What is the yield of CO2 vs. other solvents?

Generally speaking the yield-by-active-compound of CO2 is similar to other solvents such as butane or ethanol. HOWEVER, because the CO2 doesn't extract as many non-active compounds, the yield-by-weight by CO2 will usually be less. 

How much extract can I expect to get?

Assuming fully-dry, fully-decarbed, properly ground, high-quality raw material, and proper extraction process, tests have delivered between 12-14% yield-by-weight from high-quality flowers and ~6% from trim.
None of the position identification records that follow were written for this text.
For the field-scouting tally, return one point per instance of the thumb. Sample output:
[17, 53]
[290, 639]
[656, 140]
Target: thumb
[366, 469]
Because there are less target compounds to extract as the extraction process proceeds, the amount of extract-per-unit-of-CO2 will decline as the process continues.

Extractions are affected by:

a) humidity - moisture will reduce the amount of extract and may make the extract "greenish" in colour as the moisture dissolves chlorophyll. Very dry raw material is best (see "decarbing" below);

b) grind - if the grind is too fine, the raw material may "cake" under pressure, obstructing CO2 contact and transport. On the other hand, if the grind is too coarse, the extractor will not hold much raw material. Because the raw material may consist of various different parts of the plant, experimentation is required;

c) plant section - due to genetics, all parts of the same plant will yield the same "quality" of extract. However, the "quantity" will vary significantly by section;

d) decarboxylation ("decarbing") - a carboxl group in a molecule can decrease that molecule's solubility in CO2. Removing the carboxyl group by applying heat may increase the solubility and result in higher yield per Cycle. Generally speaking, raw material heated to 240F for 30 minutes will be satisfactory. Decarbing also helps to fully dry the raw material. There are many articles about decarbing on the Internet. See a decarb graph on the "Downloads and Pictures" page. 

How long does an extraction take?

A typical extraction would probably take 2-3 hours but your attention is only needed for approx. 30 minutes.

Do I have to monitor the extractor when it's operating?

Only when CO2 is being loaded, or released for extract collection. When the raw material is "soaking" it can be left alone indefinately. 

How much CO2 is recaptured?

Expect to recapture >80% of the CO2. 

How much maintenence is required?

As there are no moving parts, almost none. It's quiet too!

Is it closed-loop?

Using an innovative approach the system is effectively "closed-loop" in that the vast majotity of the CO2 is recaptured and recycled.

What is the intended use?

These extractors are general purpose extractor designed for personal use - they are not commercial production products. 

Is there an operating manual and training?

Yes, a manual and training videos are provided. Email/telephone support is free for 90 days.

How long is the warranty?

One year (with the exception of o-rings).

Can I return it?

Yes, subject to a 30 day maximum time frame (the returned components must be received back by the Retailer within 30 days of receipt by the buyer - no extentions allowed) and subject to a 10% re-stocking charge. The components must be completely cleaned, undamaged and in the original shipping container. All return shipping/taxes/customs charges are the responsibility of the customer.